Massimo Carlotto – At the End of a Dull Day
April 15, 2014
This is the second book in a month that I’ve read where the violence has made me wince. But, like in Pierre LeMaitre’s Irene, the level of violence in At the End of a Dull Day seems proportionate to the setting and the oeuvre within which Massimo Carlotto writes.
Georgio Pellogrino, a protagnist in an earlier Carlotto novel, is leading a relatively straight existence running a popular restaurant in the Veneto area of Italy. Frequented by politicians and other members of polite Italian society, the restaurant comes under threat when Pelligrino discovers that a popular politician with Ministerial ambitions has lost two million of Pellegrino’s Euros in a Ponzi style scheme. He swears revenge and discovers a lost appetite for violence and killing.
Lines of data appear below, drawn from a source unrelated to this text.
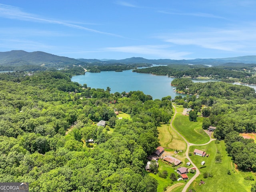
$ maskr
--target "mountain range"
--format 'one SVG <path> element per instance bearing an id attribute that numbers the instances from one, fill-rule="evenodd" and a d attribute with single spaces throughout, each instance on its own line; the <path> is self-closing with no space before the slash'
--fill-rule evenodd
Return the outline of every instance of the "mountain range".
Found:
<path id="1" fill-rule="evenodd" d="M 193 64 L 219 65 L 226 63 L 243 63 L 256 64 L 256 56 L 243 56 L 236 57 L 196 59 L 192 60 L 175 60 L 166 59 L 147 59 L 142 57 L 132 57 L 119 60 L 76 59 L 53 55 L 41 51 L 32 52 L 23 50 L 12 50 L 0 52 L 0 66 L 20 66 L 22 65 L 37 65 L 48 67 L 58 67 L 72 64 L 104 65 L 108 64 L 147 63 L 156 64 Z"/>

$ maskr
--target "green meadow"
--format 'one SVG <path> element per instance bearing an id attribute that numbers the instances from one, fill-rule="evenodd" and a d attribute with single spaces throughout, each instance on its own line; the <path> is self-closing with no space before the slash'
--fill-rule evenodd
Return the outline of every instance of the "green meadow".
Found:
<path id="1" fill-rule="evenodd" d="M 177 114 L 173 126 L 190 143 L 204 144 L 210 140 L 210 137 L 203 130 L 203 118 L 198 117 L 198 121 L 190 121 L 188 116 Z"/>
<path id="2" fill-rule="evenodd" d="M 203 150 L 209 154 L 208 157 L 203 157 L 197 155 L 190 156 L 192 161 L 199 169 L 200 175 L 194 181 L 189 189 L 194 189 L 196 192 L 205 191 L 214 192 L 250 192 L 251 185 L 255 181 L 246 180 L 244 178 L 252 176 L 255 180 L 255 174 L 251 172 L 240 171 L 235 168 L 231 158 L 229 156 L 226 151 L 225 144 L 223 141 L 216 144 L 214 141 L 203 146 L 192 146 L 190 148 L 190 152 L 193 153 L 195 148 Z M 221 162 L 217 162 L 216 156 L 221 155 Z M 200 168 L 202 166 L 201 163 L 205 162 L 204 166 L 206 167 Z M 228 174 L 228 170 L 231 174 Z M 211 173 L 212 177 L 204 178 L 203 174 L 205 172 Z M 201 180 L 205 182 L 204 184 L 199 185 Z"/>

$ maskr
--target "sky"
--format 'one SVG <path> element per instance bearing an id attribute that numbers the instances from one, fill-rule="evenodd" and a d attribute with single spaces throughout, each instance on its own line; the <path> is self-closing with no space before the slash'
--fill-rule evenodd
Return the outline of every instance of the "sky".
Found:
<path id="1" fill-rule="evenodd" d="M 255 0 L 1 0 L 0 52 L 72 58 L 256 55 Z"/>

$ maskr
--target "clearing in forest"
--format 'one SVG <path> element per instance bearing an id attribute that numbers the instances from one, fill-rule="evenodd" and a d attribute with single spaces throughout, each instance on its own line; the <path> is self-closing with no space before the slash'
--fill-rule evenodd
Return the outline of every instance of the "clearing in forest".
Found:
<path id="1" fill-rule="evenodd" d="M 198 117 L 198 121 L 190 121 L 188 116 L 177 114 L 172 125 L 190 143 L 204 144 L 210 139 L 202 129 L 203 118 Z"/>

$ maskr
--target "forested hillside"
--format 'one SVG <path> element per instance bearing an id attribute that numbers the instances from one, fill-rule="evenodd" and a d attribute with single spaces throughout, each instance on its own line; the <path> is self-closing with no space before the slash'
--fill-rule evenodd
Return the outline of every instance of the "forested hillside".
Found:
<path id="1" fill-rule="evenodd" d="M 177 97 L 175 101 L 201 112 L 206 117 L 203 128 L 210 126 L 217 128 L 214 137 L 224 140 L 227 151 L 238 168 L 256 172 L 256 143 L 253 139 L 245 139 L 239 135 L 256 131 L 255 90 L 221 82 L 195 83 L 185 79 L 176 79 L 172 83 L 180 90 L 198 95 Z"/>
<path id="2" fill-rule="evenodd" d="M 156 191 L 144 168 L 159 145 L 156 125 L 170 118 L 170 97 L 112 94 L 60 72 L 15 74 L 0 74 L 0 182 L 28 182 L 31 192 Z"/>

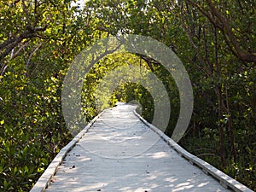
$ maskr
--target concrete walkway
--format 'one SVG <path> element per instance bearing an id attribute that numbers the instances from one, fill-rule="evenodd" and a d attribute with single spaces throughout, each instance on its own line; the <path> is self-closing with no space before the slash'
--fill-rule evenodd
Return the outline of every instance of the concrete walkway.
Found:
<path id="1" fill-rule="evenodd" d="M 46 192 L 230 191 L 178 155 L 133 105 L 105 110 L 69 151 Z"/>

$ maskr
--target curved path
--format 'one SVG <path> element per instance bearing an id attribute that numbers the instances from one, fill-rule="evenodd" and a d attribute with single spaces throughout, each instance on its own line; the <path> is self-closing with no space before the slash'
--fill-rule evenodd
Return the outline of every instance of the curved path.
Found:
<path id="1" fill-rule="evenodd" d="M 75 142 L 60 152 L 32 192 L 44 191 L 46 187 L 46 192 L 231 191 L 226 189 L 230 183 L 237 191 L 250 191 L 175 147 L 173 142 L 170 147 L 172 143 L 166 142 L 170 138 L 150 129 L 133 112 L 135 108 L 120 103 L 102 113 Z M 189 157 L 192 164 L 187 160 Z M 202 163 L 193 166 L 196 160 Z M 211 176 L 211 170 L 217 179 Z"/>

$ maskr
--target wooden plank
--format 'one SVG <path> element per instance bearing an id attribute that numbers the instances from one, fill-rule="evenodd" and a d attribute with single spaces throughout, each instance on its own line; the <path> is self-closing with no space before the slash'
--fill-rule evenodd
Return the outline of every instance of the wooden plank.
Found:
<path id="1" fill-rule="evenodd" d="M 49 165 L 47 169 L 39 177 L 33 188 L 30 190 L 31 192 L 43 192 L 45 190 L 67 154 L 75 146 L 84 133 L 88 131 L 93 123 L 102 114 L 102 113 L 95 117 L 67 145 L 61 148 L 59 154 L 55 157 L 53 161 Z"/>
<path id="2" fill-rule="evenodd" d="M 143 123 L 145 123 L 149 128 L 151 128 L 154 132 L 160 136 L 164 141 L 166 141 L 172 148 L 174 148 L 178 154 L 180 154 L 181 156 L 183 156 L 193 165 L 195 164 L 201 167 L 207 174 L 211 174 L 213 177 L 218 179 L 220 184 L 223 185 L 224 188 L 230 188 L 237 192 L 253 192 L 253 190 L 241 184 L 238 181 L 235 180 L 234 178 L 218 170 L 207 162 L 201 160 L 200 158 L 186 151 L 177 143 L 175 143 L 172 139 L 171 139 L 168 136 L 164 134 L 160 130 L 157 129 L 155 126 L 154 126 L 153 125 L 146 121 L 144 119 L 143 119 L 137 113 L 136 113 L 136 111 L 134 111 L 134 113 Z"/>
<path id="3" fill-rule="evenodd" d="M 140 120 L 135 108 L 106 110 L 69 148 L 45 191 L 230 191 L 210 176 L 215 170 L 204 166 L 206 175 L 204 163 Z"/>

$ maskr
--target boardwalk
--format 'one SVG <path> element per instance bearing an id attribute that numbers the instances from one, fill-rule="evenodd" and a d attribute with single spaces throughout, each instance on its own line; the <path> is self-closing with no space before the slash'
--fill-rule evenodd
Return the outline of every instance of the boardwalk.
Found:
<path id="1" fill-rule="evenodd" d="M 105 110 L 67 154 L 45 191 L 231 191 L 179 155 L 134 109 L 120 104 Z M 37 184 L 32 191 L 42 191 Z"/>

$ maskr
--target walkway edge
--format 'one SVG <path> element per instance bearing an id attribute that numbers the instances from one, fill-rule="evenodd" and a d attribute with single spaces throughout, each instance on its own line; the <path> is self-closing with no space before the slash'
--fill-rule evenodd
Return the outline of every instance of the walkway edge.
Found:
<path id="1" fill-rule="evenodd" d="M 49 185 L 52 177 L 56 173 L 58 166 L 62 163 L 63 159 L 66 157 L 67 153 L 76 145 L 77 143 L 82 138 L 82 137 L 89 131 L 95 121 L 104 113 L 101 112 L 96 116 L 55 157 L 55 159 L 49 165 L 44 172 L 41 175 L 38 182 L 30 190 L 30 192 L 44 192 L 45 189 Z"/>
<path id="2" fill-rule="evenodd" d="M 219 181 L 220 184 L 224 188 L 231 189 L 236 192 L 253 192 L 247 186 L 226 175 L 223 172 L 215 168 L 209 163 L 202 160 L 201 159 L 193 155 L 192 154 L 186 151 L 181 146 L 179 146 L 177 143 L 175 143 L 172 138 L 166 136 L 163 131 L 155 127 L 154 125 L 149 124 L 146 119 L 144 119 L 140 114 L 138 114 L 136 110 L 133 111 L 134 113 L 140 119 L 142 122 L 143 122 L 147 126 L 148 126 L 153 131 L 158 134 L 167 144 L 176 150 L 178 154 L 182 157 L 184 157 L 187 160 L 189 160 L 192 165 L 196 165 L 200 168 L 201 168 L 204 172 L 207 174 L 210 174 L 212 177 Z"/>

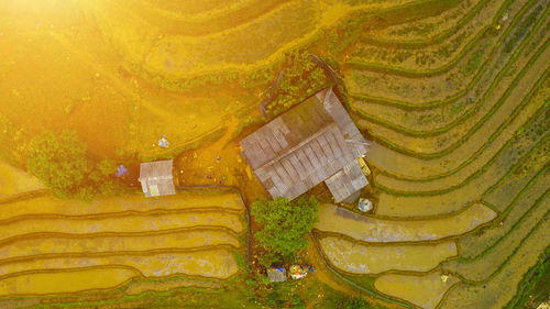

Although, at 192 pages, this is a relatively short book, the narrative is densely packed in terms of both plot and characterisation. Pelligrino is an anti-hero of the traditional kind. His capacity for violence, especially towards women, is shocking but there’s a world weariness to him too. As readers we’re both shocked by the contempt with which he treats the women in his life and he absurd justifications he makes for doing so.
I found the narrative to be completely compelling and read it in virtually one sitting. In many ways this isn’t the style of book I normally read but I could only sit back and enjoy the stark brutality of Carlotto’s writing.
Thanks to Europa Editions for my review copy.